In Elastic Algorithm Service (EAS), you can define and deploy online services using a JSON configuration file. Once you prepare the file, you can deploy the service using the PAI console, the EASCMD client, or SDKs.
1. Prepare a JSON configuration file
Service deployment centers on a JSON file that defines the service configuration. For first-time users, we recommend using the console to configure basic settings on the service deployment page. The system automatically generates the corresponding JSON content, which you can then modify and extend.
The following code provides an example of a service.json file. For a complete list of parameters and their descriptions, see Appendix: JSON parameter descriptions.
{
"cloud": {
"computing": {
"instances": [
{
"type": "ecs.c7a.large"
}
]
}
},
"containers": [
{
"image": "****-registry.cn-beijing.cr.aliyuncs.com/***/***:latest",
"port": 8000,
"script": "python app.py"
}
],
"metadata": {
"cpu": 2,
"instance": 1,
"memory": 4000,
"name": "demo"
}
}2. Deploy a service using a JSON file
Console
Log on to the PAI console. Select a region on the top of the page. Then, select the desired workspace and click Elastic Algorithm Service (EAS).
On the Inference Service tab, click Deploy Service. On the Deploy Service page, select .

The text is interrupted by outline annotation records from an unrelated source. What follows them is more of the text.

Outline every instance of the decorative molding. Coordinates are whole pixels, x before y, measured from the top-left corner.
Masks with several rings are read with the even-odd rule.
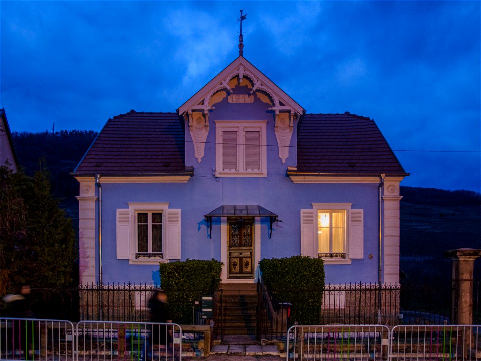
[[[292,128],[294,114],[291,111],[289,113],[279,113],[276,111],[274,132],[277,140],[279,147],[279,158],[282,163],[286,162],[286,159],[289,156],[289,144],[292,137]]]
[[[186,183],[190,175],[166,175],[165,176],[102,177],[102,183]]]
[[[205,142],[209,135],[209,112],[206,111],[202,114],[200,112],[189,110],[188,116],[189,129],[194,146],[194,155],[200,163],[204,157]]]
[[[379,183],[377,177],[318,176],[288,175],[293,183]]]
[[[252,94],[231,94],[228,101],[229,103],[254,103],[254,97]]]

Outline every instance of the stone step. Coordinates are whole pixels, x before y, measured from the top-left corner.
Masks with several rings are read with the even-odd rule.
[[[222,356],[277,356],[281,354],[274,345],[221,344],[216,345],[210,351],[211,354]],[[284,356],[285,358],[285,356]]]

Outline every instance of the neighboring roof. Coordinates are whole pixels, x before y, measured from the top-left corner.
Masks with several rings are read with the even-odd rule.
[[[175,113],[137,113],[110,119],[74,175],[171,175],[185,166],[184,130]]]
[[[8,156],[8,155],[10,155],[11,154],[2,155],[2,164],[0,164],[0,165],[4,165],[4,159],[8,159],[9,161],[11,160],[13,162],[13,164],[12,164],[12,170],[14,171],[17,171],[19,168],[19,160],[17,157],[17,153],[15,152],[14,142],[12,139],[12,133],[10,132],[10,127],[9,126],[9,122],[7,120],[7,114],[5,114],[5,110],[3,108],[0,109],[0,119],[2,119],[2,127],[0,128],[0,129],[5,129],[7,139],[9,140],[10,151],[12,152],[12,159],[10,159],[10,156]]]
[[[304,115],[298,129],[297,169],[289,173],[408,175],[374,120],[348,112]]]

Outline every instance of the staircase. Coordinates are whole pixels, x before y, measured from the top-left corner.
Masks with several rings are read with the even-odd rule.
[[[255,283],[222,285],[224,335],[256,335],[257,292]]]

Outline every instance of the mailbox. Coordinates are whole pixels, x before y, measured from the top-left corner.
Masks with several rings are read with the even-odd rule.
[[[213,300],[212,296],[202,296],[202,318],[212,319],[214,318]]]

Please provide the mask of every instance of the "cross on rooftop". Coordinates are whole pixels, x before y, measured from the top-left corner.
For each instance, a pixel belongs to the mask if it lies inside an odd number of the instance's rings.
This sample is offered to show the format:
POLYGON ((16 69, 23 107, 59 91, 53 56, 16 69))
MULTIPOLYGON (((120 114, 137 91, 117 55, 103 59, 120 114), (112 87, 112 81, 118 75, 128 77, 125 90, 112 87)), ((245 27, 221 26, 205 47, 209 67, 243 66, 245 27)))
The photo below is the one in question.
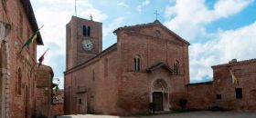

Paste the content of your prepared JSON file and click Deploy. The service is successfully deployed when its status changes to Running.
EASCMD
You can use the EASCMD client tool to manage model services on your own server, including creating, viewing, deleting, and updating services. Follow these steps:
Download and authenticate the client
If you use a Data Science Workshop (DSW) development environment with an official image, the EASCMD client is pre-installed at
/etc/dsw/eascmd64. Otherwise, you must download and authenticate the client.Run the deployment command
In the directory where your JSON file is located, run the following command to deploy the service. This example uses the 64-bit version for Windows. For more information about other operations, see Command reference.
eascmdwin64 create <service.json>Replace <service.json> with the actual name of your JSON file.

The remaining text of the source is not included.